The Contradiction that is the Coalition’s Tax Scare

It seems that the current Australian Government has a case of the left hand not knowing what the right hand is doing, which is bizarre because, in this instance, both hands are called the Treasury.

Let’s start with some facts. The Coalition has made it clear they are considering cutting the company tax rate. This currently sits at 30% for companies that have annual turnover above $2 million. It is 28.5% for companies that turnover less than this. It appears this is mainly driven by President Trump’s indication that he would cut the US corporate tax rate from 35% to 15%, thus making America an attractive place for investment at the expense of places like Australia.

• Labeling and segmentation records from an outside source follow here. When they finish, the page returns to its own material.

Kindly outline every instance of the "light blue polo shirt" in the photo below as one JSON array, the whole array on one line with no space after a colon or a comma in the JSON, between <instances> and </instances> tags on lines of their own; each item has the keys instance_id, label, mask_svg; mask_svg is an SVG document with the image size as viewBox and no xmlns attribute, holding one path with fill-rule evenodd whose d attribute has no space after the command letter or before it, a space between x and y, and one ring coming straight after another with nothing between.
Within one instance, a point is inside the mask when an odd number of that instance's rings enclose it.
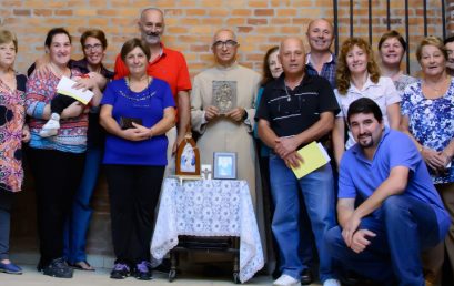
<instances>
[{"instance_id":1,"label":"light blue polo shirt","mask_svg":"<svg viewBox=\"0 0 454 286\"><path fill-rule=\"evenodd\" d=\"M359 144L344 153L339 174L339 198L359 195L366 200L395 166L410 170L405 194L432 205L438 225L450 221L415 144L406 134L389 127L385 127L372 161L364 156Z\"/></svg>"}]
</instances>

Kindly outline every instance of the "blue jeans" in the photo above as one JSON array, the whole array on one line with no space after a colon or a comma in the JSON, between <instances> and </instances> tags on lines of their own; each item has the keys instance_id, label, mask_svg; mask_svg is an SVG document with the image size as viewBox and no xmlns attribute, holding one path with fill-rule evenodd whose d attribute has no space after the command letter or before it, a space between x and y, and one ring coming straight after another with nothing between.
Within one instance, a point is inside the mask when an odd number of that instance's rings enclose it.
<instances>
[{"instance_id":1,"label":"blue jeans","mask_svg":"<svg viewBox=\"0 0 454 286\"><path fill-rule=\"evenodd\" d=\"M381 285L424 286L421 251L443 241L448 219L438 225L435 212L427 203L408 195L387 197L380 216L362 219L359 229L376 234L360 254L354 253L342 238L342 228L329 231L325 239L330 252L343 266Z\"/></svg>"},{"instance_id":2,"label":"blue jeans","mask_svg":"<svg viewBox=\"0 0 454 286\"><path fill-rule=\"evenodd\" d=\"M270 154L271 194L274 202L272 222L273 234L279 246L281 272L300 279L304 265L301 241L300 200L301 188L303 201L312 225L315 245L320 258L320 280L334 278L332 257L324 241L325 233L335 225L334 185L331 165L307 174L297 180L293 171L276 154Z\"/></svg>"},{"instance_id":3,"label":"blue jeans","mask_svg":"<svg viewBox=\"0 0 454 286\"><path fill-rule=\"evenodd\" d=\"M63 256L72 264L87 261L87 232L93 213L90 201L97 185L101 161L102 149L90 146L87 150L82 181L74 195L72 211L64 226Z\"/></svg>"}]
</instances>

This would be fine if the Coalition wasn’t also trying to decrease the budget deficit. They are relying on a drop in company tax increasing the pool of company money as Australia would be more attractive for foreign investment. That is, the percentage is less, but the amount collected is more. It’s a big gamble especially when Australia allows for dividend imputation already. As Shadow Assistant Treasurer Andrew Leigh pointed out, a company tax rate of 30% with imputation is the same as a company tax rate of 20% without imputation.

Whilst this is a clear contradiction, the Coalition seemingly one upped itself when, yesterday, Treasurer Scott Morrison suggested that if the “omnibus” bill that has packaged some budget cuts in with shifting a significant amount of money from welfare to fund the National Disability Insurance Scheme doesn’t pass the Senate, taxes may have to be increased to cover the shortfall so the deficit isn’t increased. That is, company tax can be cut but income tax will need to be increased.

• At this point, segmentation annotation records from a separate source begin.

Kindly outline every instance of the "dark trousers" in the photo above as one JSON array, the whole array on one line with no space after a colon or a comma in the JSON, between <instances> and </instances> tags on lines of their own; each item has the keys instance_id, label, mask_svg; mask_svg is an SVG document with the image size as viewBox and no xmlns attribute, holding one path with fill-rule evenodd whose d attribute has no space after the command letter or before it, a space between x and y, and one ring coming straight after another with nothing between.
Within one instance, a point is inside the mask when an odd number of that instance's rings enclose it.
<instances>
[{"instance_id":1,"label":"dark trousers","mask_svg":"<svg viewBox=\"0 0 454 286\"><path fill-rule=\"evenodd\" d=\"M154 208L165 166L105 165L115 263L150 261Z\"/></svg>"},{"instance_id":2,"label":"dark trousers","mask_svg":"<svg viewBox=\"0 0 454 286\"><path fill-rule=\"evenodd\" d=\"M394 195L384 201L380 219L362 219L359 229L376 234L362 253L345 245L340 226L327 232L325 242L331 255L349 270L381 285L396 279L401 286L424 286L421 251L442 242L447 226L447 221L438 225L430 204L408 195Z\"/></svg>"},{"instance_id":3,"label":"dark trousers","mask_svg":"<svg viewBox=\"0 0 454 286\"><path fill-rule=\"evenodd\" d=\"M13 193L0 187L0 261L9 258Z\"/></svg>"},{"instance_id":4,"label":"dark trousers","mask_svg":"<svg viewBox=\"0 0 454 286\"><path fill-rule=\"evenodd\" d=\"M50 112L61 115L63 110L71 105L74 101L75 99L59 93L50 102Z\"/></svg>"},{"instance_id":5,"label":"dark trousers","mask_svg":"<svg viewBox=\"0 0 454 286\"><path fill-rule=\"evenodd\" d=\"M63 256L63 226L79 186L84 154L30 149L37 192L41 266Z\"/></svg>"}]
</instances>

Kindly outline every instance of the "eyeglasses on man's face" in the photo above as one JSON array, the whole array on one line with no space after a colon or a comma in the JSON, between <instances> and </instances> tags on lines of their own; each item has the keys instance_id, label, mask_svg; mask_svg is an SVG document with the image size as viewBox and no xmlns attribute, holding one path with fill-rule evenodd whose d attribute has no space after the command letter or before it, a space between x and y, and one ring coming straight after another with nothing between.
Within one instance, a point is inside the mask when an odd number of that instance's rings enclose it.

Firstly, it takes a sick and depraved party to pit those who rely on welfare against those who have a disability and then to hold the larger population at ransom, trying to force them to take sides. That these changes are being packaged in with budget cuts seems like a concession that the Coalition knows it is doing something the people of Australia would not like. Furthermore, shifting expenses from one column to another doesn’t save any money anyway. The people of Australia do not appreciate games like these, where a party will try to hide behind meagre budget cuts to significantly change the welfare system.

The NDIS does need money to fund it but if the government thinks it’s a good idea to take that money from the poorest of Australians, either through shifting welfare payments or increasing income tax rates, then they are way out of touch with the people they are meant to be representing. Add to this the proposed company tax cut and it doesn’t take an economist or policy specialist to see that something is amiss.

The numbers don’t add up and it’s starting to show that the incompetence in the Treasury didn’t stop at Joe Hockey.